Montana Department of Corrections’s long term residential Methamphetamine Treatment Programs at the Elkhorn and Nexus facilities, the only programs of their type in the United States, are making substantial progress with the management of convicted drug offenders. Nexus and Elkhorn are long-term lockdown treatment centers that provide intensive chemical dependency treatment. This policy review research covers the methamphetamine related laws and administrative rules codified by the State of Montana between 1995 and 2012, including the inception and continuation of the Elkhorn and Nexus Methamphetamine Treatment programs. The policy research begins at the point of origin: the introduction of the original changes to the Montana Code Annotated with regards to dealing with the methamphetamine problem that plagued the state from the late 1990’s through the current period. The review and critique will trace policy evolution from incarceration and lengthy sentencing to the creation and operation of state of the art treatment facilities, highlighting and briefly discussing salient events in the timeline.

10:40 AM

Advocacy: Retrofitting Access to Educational Information Technologies

Courtney Damron

UC 326

10:40 AM - 11:00 AM

Historically, barriers to students with disabilities accessing Post-Secondary Higher Education have been comprised of architectural, programmatic and attitudinal inaccessibility in the campus environment.

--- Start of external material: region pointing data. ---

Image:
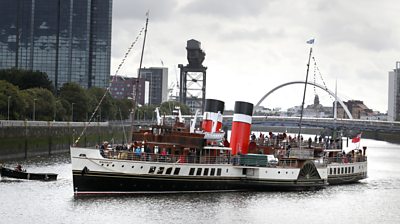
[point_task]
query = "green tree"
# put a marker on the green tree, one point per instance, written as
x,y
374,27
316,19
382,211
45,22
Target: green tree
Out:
x,y
74,99
60,113
10,101
107,109
26,79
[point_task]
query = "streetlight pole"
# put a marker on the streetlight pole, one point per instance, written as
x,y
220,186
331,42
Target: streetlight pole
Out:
x,y
72,112
8,108
34,109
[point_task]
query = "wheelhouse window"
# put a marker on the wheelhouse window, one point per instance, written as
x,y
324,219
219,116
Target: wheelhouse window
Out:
x,y
205,172
168,171
177,170
191,171
212,172
160,170
152,169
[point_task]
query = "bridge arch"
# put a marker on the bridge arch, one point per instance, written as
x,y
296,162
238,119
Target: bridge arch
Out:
x,y
308,83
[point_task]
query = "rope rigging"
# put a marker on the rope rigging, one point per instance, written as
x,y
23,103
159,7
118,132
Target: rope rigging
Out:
x,y
316,69
109,86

Although effective implementation of the ADA resulted in the continual removal of architectural barriers through the renovation and new construction of the physical environment, new barriers to programmatic accessibility have been created as the access to course materials has evolved to become more reliant on emerging educational and informational technologies. At the University of Montana, the failure to implement equal access to educational and web technologies has presented significant barriers to students with disabilities and abridged their civil right to post-secondary education guaranteed by Title II of the ADA and Section 508 of the Rehabilitation Act. The pervasive capability of attitudinal barriers surrounding disability has managed to impede equal access and successfully helped to construct programmatic barriers to accessible educational technologies at the University of Montana. Informed and effective, student advocacy reemerged to remove these barriers to access for students with disabilities at UM and other post-secondary institutions, reestablishing sustained efforts to ensure an institution remains committed to continual implementation of unfunded federal civil rights law for students with disabilities.